Muhalif Danışmanlar
Ben iktidar partisinin cumhurbaşkanı olsam benim partimle ilgisi ve bağı olmayan tamamen halkın içinde yaşayan muhalif partilere gönül vermiş vatandaşlardan oluşan danışmanlar ordusu kurarım.
Kendi partimden olup halkla içiçe yaşamayan insanların bana verecekleri bilgiler ve uyarıların halkın gerçek arzu ve isteklerini bana yansıttıkları düşünülemez. Onlar, bana hoş görünmek için tarafsız eleştirilerini yapamazlar.
Benim danışmanlarım bana hoş görünmekten ziyade benim yanlışlarımı halkın beklentilerini korkusuzca bana anlatabilmelidirler. Bende ona göre kendime çekidüzen vermeliyim.
Şimdiye kadar maalesef muhalefet grubundan danışman seçen cumhurbaşkanı, başbakan olduğunu sanmıyorum. Hep kendilerini alkışlayacak övecek yandaş danışmanlar seçmişlerdir. Bunlar tarafsız eleştiri yapmaktan uzak kişilerdir. Hal böyle olunca da doğruyu bulmak zorlaşacaktır.

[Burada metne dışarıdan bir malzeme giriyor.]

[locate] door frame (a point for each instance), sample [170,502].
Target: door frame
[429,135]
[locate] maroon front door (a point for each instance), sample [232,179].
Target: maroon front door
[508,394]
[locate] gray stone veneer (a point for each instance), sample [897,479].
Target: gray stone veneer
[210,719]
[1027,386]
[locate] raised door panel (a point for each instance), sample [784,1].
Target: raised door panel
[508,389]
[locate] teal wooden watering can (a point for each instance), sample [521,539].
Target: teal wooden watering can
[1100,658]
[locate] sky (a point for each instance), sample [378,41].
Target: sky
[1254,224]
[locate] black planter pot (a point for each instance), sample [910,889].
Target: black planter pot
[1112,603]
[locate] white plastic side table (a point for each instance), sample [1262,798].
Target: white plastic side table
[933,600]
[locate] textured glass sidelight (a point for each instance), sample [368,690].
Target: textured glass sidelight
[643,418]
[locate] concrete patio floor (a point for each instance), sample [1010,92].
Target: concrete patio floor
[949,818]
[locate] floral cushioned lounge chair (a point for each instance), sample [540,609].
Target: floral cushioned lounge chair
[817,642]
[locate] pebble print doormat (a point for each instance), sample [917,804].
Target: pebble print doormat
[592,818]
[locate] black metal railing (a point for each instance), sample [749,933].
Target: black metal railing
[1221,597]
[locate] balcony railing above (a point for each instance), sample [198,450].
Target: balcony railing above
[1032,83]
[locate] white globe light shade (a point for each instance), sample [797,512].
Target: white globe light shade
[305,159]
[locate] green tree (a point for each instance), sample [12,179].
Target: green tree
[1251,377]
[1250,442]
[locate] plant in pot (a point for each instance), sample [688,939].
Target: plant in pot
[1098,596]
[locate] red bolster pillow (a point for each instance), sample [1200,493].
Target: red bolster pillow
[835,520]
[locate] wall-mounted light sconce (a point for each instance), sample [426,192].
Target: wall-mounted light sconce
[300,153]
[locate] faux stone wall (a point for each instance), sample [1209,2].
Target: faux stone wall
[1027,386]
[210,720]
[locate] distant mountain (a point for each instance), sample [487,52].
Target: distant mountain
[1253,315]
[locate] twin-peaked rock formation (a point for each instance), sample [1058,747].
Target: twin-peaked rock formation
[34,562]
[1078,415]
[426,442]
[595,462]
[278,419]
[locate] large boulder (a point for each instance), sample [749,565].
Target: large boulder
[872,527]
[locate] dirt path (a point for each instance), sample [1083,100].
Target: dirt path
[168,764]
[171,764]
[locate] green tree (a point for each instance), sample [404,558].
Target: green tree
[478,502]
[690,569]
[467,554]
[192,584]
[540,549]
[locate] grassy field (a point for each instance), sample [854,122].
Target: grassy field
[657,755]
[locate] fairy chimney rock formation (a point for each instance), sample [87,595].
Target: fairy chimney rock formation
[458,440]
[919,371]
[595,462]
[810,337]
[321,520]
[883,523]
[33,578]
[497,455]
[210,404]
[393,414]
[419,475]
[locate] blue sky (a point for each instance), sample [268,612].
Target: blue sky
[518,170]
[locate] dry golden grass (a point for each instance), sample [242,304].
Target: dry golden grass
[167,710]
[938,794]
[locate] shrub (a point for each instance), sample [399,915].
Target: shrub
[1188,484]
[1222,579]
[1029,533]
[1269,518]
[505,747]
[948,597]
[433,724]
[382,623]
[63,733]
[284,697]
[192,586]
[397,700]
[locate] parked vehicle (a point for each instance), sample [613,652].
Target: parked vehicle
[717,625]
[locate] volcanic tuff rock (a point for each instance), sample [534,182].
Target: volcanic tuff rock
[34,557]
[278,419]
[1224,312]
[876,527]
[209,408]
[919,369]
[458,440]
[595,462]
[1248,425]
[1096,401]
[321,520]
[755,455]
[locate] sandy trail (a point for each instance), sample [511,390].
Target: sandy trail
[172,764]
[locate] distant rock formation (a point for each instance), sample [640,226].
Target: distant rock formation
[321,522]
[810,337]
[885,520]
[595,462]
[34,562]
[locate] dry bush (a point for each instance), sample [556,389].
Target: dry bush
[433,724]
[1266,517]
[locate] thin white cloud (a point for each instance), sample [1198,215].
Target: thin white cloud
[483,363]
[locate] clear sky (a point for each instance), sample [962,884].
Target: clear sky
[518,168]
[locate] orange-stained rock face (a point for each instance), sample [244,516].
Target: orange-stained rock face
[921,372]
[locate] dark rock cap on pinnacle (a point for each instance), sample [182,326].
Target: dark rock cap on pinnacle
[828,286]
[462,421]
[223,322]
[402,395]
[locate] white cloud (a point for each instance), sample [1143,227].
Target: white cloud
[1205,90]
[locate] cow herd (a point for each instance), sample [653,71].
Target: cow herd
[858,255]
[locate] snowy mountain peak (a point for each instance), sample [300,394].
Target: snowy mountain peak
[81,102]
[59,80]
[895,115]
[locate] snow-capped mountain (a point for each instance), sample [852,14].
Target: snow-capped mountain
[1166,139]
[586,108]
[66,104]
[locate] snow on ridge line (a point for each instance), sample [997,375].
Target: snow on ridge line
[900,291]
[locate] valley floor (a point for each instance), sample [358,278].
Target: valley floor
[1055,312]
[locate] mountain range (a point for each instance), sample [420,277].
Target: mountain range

Bir örnek vermek istiyorum:
Uluslararası TEKFEN firmasına 1970 li yıllarda ODTÜ' yü dereceyle bitiren birisini şirketin ve sahibinin ortadoğu bölgesi danışmanı olarak görevlendirirler. Bu danışman şirketin patronununda katıldığı Kahire'de yapılan bir toplantıya katılır. Türk danışman toplantı ile ilgili raporunu yazar ve patrona gönderir. Bunun üzerine patron danışmanını Hollanda'ya acilen çağırır. "Ben seni bana methiyeler yazsın diye işe almadım. Bana methiye yazma beni eleştir" diye sert çıkar. İstanbul'a geri gönderir. Danışman Moskova'da yapılan bir toplantıya daha katılır. Bu toplantıda toplantıya katılan üst düzey yöneticileri ve patronunu acımasızca eleştiren bir rapor yazar. Ve rapor nedeniyle işine son verileceğini düşünürken yine Hollanda'ya çağrılır. Patron, danışmana teşekkür ederek 10 bin dolar ödül verir. Ve bu danışman 25 yıl boyunca patronunu, şirketini ve üst düzey yöneticilerini eleştirerek emekli olur.
Methiyeler yazan hiç bir danışman doğru yolu bulmaya yardımcı olamaz.